Catholic Women and the American Civil War
Catholic Women & the American Civil War
Between 1861 and 1865, approximately 640 women from twenty-one different religious communities volunteered their nursing services. Mary Livermore, a women's rights leader who worked with the U.S. Sanitary Commission, recalled:
I am neither a Catholic, nor an advocate of the monastic institutions of that church . . . But I can never forget my experience during the War of the Rebellion . . . Never did I meet these Catholic sisters in hospitals, on transports, or hospital steamers, without observing their devotion, faithfulness, and unobtrusiveness. They gave themselves no airs of superiority or holiness, shirked no duty, sought no easy place, bred no mischiefs. Sick and wounded men watched for their entrance into the wards at morning, and looked a regretful farewell when they departed at night.

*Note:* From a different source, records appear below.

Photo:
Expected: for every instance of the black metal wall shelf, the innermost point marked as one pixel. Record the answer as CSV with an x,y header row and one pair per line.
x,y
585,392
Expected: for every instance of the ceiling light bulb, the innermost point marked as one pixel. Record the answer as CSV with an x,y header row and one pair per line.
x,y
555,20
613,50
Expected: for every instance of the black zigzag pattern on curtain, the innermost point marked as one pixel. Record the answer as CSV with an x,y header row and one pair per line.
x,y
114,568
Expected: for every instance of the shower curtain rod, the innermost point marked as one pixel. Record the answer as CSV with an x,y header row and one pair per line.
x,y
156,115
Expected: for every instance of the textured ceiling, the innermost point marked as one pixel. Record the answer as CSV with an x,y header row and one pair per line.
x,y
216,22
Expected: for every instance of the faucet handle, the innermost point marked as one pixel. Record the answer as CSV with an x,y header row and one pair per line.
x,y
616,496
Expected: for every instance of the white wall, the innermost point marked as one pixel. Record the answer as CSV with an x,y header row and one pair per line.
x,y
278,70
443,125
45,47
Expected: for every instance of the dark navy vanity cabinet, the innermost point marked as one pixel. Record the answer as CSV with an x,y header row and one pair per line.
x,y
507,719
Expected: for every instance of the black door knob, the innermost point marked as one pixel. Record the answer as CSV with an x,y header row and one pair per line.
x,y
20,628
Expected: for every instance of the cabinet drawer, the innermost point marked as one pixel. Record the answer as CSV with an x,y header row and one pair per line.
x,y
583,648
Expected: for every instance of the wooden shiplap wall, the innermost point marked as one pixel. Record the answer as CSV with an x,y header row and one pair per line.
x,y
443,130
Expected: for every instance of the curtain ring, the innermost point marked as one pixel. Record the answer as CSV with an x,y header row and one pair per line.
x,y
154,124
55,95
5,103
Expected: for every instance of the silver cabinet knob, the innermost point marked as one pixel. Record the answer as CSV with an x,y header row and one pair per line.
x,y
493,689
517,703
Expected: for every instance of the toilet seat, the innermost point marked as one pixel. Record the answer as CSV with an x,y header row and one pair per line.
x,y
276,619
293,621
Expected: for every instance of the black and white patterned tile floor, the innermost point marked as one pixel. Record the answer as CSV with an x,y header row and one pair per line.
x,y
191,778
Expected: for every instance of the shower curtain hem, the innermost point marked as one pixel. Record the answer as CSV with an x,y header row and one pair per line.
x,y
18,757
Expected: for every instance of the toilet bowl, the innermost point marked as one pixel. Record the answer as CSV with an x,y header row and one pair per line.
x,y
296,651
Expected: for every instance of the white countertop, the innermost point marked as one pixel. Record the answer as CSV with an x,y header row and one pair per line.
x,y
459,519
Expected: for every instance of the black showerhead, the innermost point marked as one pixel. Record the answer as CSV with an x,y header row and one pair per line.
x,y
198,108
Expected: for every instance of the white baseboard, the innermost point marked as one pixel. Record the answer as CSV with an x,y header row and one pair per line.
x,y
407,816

From: Livermore, Mary. What Shall We Do With Our Daughters: Superflous Women and Other Lectures. Boston: Lee & Shepard, 1883: 177. Full text available in the HathiTrust database.
The Daughters of Charity, known as the “angels of the battlefield,” were among the American Civil War’s most renowned nurses. More importantly, the Daughters were already technically trained medical workers at a time when most nurses could barely administer more than cloth bandages. On September 17, 1862, the Maryland authorities petitioned the help of the Sisters at St. Joseph's of Emmitsburg. The Sisters ventured onto the battlefield where they risked open fire and unexploded bombshells to recover the wounded and sick of both armies.